6 The LORD executeth righteousness and judgment for all that are oppressed. 
7 He made known his ways unto Moses, his acts unto the children of Israel. 
8 The LORD is merciful and gracious, slow to anger, and plenteous in mercy. 
9 He will not always chide: neither will he keep his anger for ever. 
10 He hath not dealt with us after our sins; nor rewarded us according to our iniquities. 
11 For as the heaven is high above the earth, so great is his mercy toward them that fear him. 
12 As far as the east is from the west, so far hath he removed our transgressions from us. 
13 Like as a father pitieth his children, so the LORD pitieth them that fear him. 
14 For he knoweth our frame; he remembereth that we are dust. 
15 As for man, his days are as grass: as a flower of the field, so he flourisheth. 
16 For the wind passeth over it, and it is gone; and the place thereof shall know it no more. 
17 But the mercy of the LORD is from everlasting to everlasting upon them that fear him, and his righteousness unto children's children; 
18 To such as keep his covenant, and to those that remember his commandments to do them. 
19 The LORD hath prepared his throne in the heavens; and his kingdom ruleth over all. 
20 Bless the LORD, ye his angels, that excel in strength, that do his commandments, hearkening unto the voice of his word. 
21 Bless ye the LORD, all ye his hosts; ye ministers of his, that do his pleasure. 
22 Bless the LORD, all his works in all places of his dominion: bless the LORD, O my soul.

_A.V._

Here is what John Calvin wrote, taken from his commentary. 

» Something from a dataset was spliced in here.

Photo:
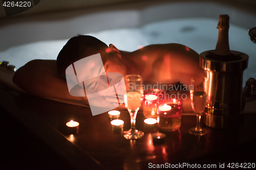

> "œBy this psalm every godly man is taught to give thanks to God for the mercies bestowed upon himself in particular, and then for the grace which God as vouchsafed to all his chosen ones in common, by making a covenant of salvation with them in his law, that he might make them partakers of his adoption. But the Psalmist chiefly magnifies the mercy by which God sustains and bears with his people; and that not on account of any merit or worth of theirs, for they only deserve to be visited with severe punishment, but because he compassionates their frailty. The psalm is at length concluded with a general ascription of praise to God."



[Edited on 7-27-2006 by jaybird0827]


----------



## VirginiaHuguenot (Jul 27, 2006)

Psalm 103 was the last psalm sung by James Renwick before he was executed, according to John Howie in _Scots Worthies_.


----------



## VirginiaHuguenot (Jul 27, 2006)

Robert McWatty Russell in _The Psalms in Worship_, ed. John Naugher, describes Psalm 103 as "the pearl of the Psalter."


----------



## VirginiaHuguenot (Jul 27, 2006)

Andrew Bonar:



> How often have saints in Scotland sung this Psalm in days when they celebrated the Lord's Supper! It is thereby specially known in our land. It is connected also with a remarkable case in the days of John Knox. Elizabeth Adamson, a woman who attended on his preaching, "because he more fully opened the fountain of God's mercies than others did," was led to Christ and to rest, on hearing this Psalm, after enduring such agony of soul that she said, concerning racking pains of body, "A thousand years of this torment, and ten times more joined", are not to be compared to a quarter of an hour of my soul's trouble. She asked for this Psalm again before departing: "It was in receiving it that my troubled soul first tasted God's mercy, which is now sweeter to me than if all the kingdoms of the earth were given me to possess."


----------



## jaybird0827 (Jul 28, 2006)

What a testimony!


----------